B: Vedana vipassana meaning clearly sensing our feelings?
DG: Yes –- as taught, for example, by Goenka-ji, who was an early teacher of mine.
B: Do you think that at some point scientific studies of meditation might be changing how we meditate, for example by showing that some techniques are more effective than others, or perhaps by incorporating new techniques, such as combining fMRI with visual feedback, as in a recent study at the University of British Columbia?
DG: If meditation starts to be determined by what a machine tells us rather than by a qualified teacher, I suspect we may start to veer off the path.
B: I’d be wary of that as well, although I’d imagine that for some people with low self-awareness who have difficulty being objective about their feelings these methods could be useful, at least initially.

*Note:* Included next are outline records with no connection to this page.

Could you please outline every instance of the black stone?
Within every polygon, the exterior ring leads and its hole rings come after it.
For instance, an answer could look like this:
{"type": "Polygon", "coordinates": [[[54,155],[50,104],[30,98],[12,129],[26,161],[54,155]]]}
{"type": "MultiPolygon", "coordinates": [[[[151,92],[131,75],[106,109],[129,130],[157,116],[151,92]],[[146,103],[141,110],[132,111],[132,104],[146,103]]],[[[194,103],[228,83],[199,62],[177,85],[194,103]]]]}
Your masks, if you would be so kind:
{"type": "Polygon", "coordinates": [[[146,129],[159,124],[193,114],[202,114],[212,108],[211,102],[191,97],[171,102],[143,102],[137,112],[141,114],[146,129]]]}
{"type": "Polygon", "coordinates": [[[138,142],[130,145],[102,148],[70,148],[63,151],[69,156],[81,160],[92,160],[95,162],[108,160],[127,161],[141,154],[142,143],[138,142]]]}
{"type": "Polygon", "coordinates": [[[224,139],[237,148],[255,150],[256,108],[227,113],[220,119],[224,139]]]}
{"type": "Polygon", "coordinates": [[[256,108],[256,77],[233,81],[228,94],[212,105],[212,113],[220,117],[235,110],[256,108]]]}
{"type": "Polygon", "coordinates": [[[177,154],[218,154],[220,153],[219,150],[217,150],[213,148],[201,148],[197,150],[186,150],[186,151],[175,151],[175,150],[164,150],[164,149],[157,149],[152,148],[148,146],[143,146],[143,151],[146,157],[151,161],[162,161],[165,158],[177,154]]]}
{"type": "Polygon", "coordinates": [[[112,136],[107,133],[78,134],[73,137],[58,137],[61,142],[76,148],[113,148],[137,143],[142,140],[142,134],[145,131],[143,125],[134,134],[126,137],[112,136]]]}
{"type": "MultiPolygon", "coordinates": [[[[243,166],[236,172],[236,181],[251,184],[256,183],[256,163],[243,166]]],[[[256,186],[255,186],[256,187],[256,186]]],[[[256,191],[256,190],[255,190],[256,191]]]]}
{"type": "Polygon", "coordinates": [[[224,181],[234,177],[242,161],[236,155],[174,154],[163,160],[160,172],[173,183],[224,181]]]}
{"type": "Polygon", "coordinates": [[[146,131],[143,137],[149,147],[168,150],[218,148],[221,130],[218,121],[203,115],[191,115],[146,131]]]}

DG: These mechanical aids may prove useful for people with trouble concentrating –- for example, those with ADHD.
B: I was taking the UBC study as an extreme example, though, and was wondering if there might be more subtle factors at play. After all, as you’ve said, the neuroscience is already changing how we talk about and teach meditation, and in your book you tie an understanding of neuroscience into the art of learning new habits — so is it possible that neuroscience might change how we do meditation?

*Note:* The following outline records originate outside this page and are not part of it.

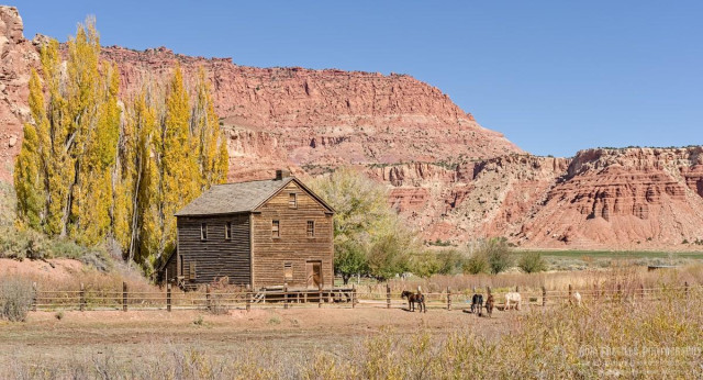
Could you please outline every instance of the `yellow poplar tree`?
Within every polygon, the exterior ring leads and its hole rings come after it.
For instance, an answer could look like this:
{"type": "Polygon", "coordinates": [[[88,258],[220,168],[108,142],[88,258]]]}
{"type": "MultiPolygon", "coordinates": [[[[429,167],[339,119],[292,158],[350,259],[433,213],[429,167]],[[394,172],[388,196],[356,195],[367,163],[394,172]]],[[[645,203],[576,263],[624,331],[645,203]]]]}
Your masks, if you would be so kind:
{"type": "Polygon", "coordinates": [[[202,172],[201,185],[203,189],[208,189],[213,183],[221,183],[226,179],[226,161],[230,160],[230,155],[224,136],[220,132],[220,121],[212,101],[210,82],[202,67],[198,70],[196,94],[191,128],[197,137],[193,143],[198,145],[198,161],[202,172]]]}
{"type": "Polygon", "coordinates": [[[181,206],[201,192],[198,143],[190,127],[190,103],[180,66],[174,69],[166,96],[166,115],[161,124],[160,150],[160,224],[161,238],[156,257],[172,250],[176,219],[181,206]]]}
{"type": "Polygon", "coordinates": [[[100,60],[92,20],[66,53],[64,65],[58,42],[43,46],[42,75],[30,79],[32,121],[14,170],[20,223],[87,245],[114,238],[148,271],[175,247],[174,213],[226,178],[205,72],[192,104],[176,67],[164,98],[145,89],[123,118],[118,68],[100,60]]]}
{"type": "Polygon", "coordinates": [[[45,171],[42,168],[42,141],[37,128],[45,135],[46,112],[44,111],[44,93],[42,83],[35,70],[30,77],[30,110],[32,119],[37,125],[32,123],[24,125],[24,142],[15,163],[14,188],[18,194],[18,212],[21,222],[25,222],[30,227],[40,230],[46,205],[45,171]]]}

B: So far the research has been quite validating for those of us who practice and teach meditation. Have there been any studies done that you think might make meditators look more deeply at their assumptions? For example, you point out that it can be beneficial to be in a bad mood because you look at things more critically. I think some Buddhists might be reluctant to see “negative mental states” as having a useful role to play; the ultimate goal after all is to get rid of them entirely!

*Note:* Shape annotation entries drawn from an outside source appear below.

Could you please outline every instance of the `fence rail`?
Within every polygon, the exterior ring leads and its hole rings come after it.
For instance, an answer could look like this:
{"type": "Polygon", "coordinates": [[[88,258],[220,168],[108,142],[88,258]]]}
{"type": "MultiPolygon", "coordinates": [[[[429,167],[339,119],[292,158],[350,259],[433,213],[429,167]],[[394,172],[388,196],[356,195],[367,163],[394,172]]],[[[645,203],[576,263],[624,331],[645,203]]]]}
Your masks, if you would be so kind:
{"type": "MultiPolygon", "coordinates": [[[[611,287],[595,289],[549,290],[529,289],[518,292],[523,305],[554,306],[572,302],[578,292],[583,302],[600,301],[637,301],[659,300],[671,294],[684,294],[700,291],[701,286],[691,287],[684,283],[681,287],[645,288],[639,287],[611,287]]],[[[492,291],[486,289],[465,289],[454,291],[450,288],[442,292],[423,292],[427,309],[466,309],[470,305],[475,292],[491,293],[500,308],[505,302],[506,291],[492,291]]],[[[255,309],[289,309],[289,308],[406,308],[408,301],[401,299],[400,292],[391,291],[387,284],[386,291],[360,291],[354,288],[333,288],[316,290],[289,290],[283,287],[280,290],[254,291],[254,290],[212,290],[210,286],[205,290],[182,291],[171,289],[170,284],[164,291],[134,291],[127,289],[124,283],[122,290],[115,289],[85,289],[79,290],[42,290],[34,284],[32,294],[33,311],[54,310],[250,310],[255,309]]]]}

DG: Buddhist practitioners would probably make bad bill collectors –- that’s one profession where people actually put themselves in foul moods to be more effective.
B: It’s probably not an example of Right Livelihood! Which leads me to my next question. Some people are concerned because meditation is often being studied — and taught — detached from its traditional context of ethics. To what extent do you share this concern?
DG: I remember voicing this very question to my first dharma teacher, Anagarika Munindra, in Bodh Gaya in 1970. He said,” Whatever gets people to meditate is beneficial.” The Dalai Lama seems to share this outlook, when he has encouraged neuroscientists to study dharma methods outside the context of Buddhism, rigorously evaluate their benefits, and if they prove helpful, to share them widely.
B: I tend to think the same way, and I assume that an interest in meditation will lead to an interest in living with mindfulness and compassion. Besides I’m already noticing that science is showing that some traditional notions of what constitutes ethical behavior — giving, expressing gratitude, having loving relationships with friends and family — bring about happiness. Is the neuroscience of ethical behavior something you’ve looked into?
DG: Not yet. But Sam Harris has done a good job in his book, “The Moral Landscape.”
B: Lastly (a big question, I know) neurologically speaking, can you see any way the traditional conception of enlightenment as a state entirely free from craving and ill will could actually work? Is the brain that plastic? Can the parts of the brain governing fear, anger, etc go permanently offline or be permanently kept in a state of regulation? Or do you think that Enlightenment is simply an extraordinarily well-regulated brain, but not a state of complete freedom from negative emotional states?
DG: A wonderful question –- the big question, really. The short answer is, We don’t know yet. I love what the Dalai Lama once told me: “Some day the brain scientist and the meditator whose brain is being studied will be one and the same person.” Maybe then we’ll get your answer.
B: Thanks for taking the time to answer my questions. Good luck with your book.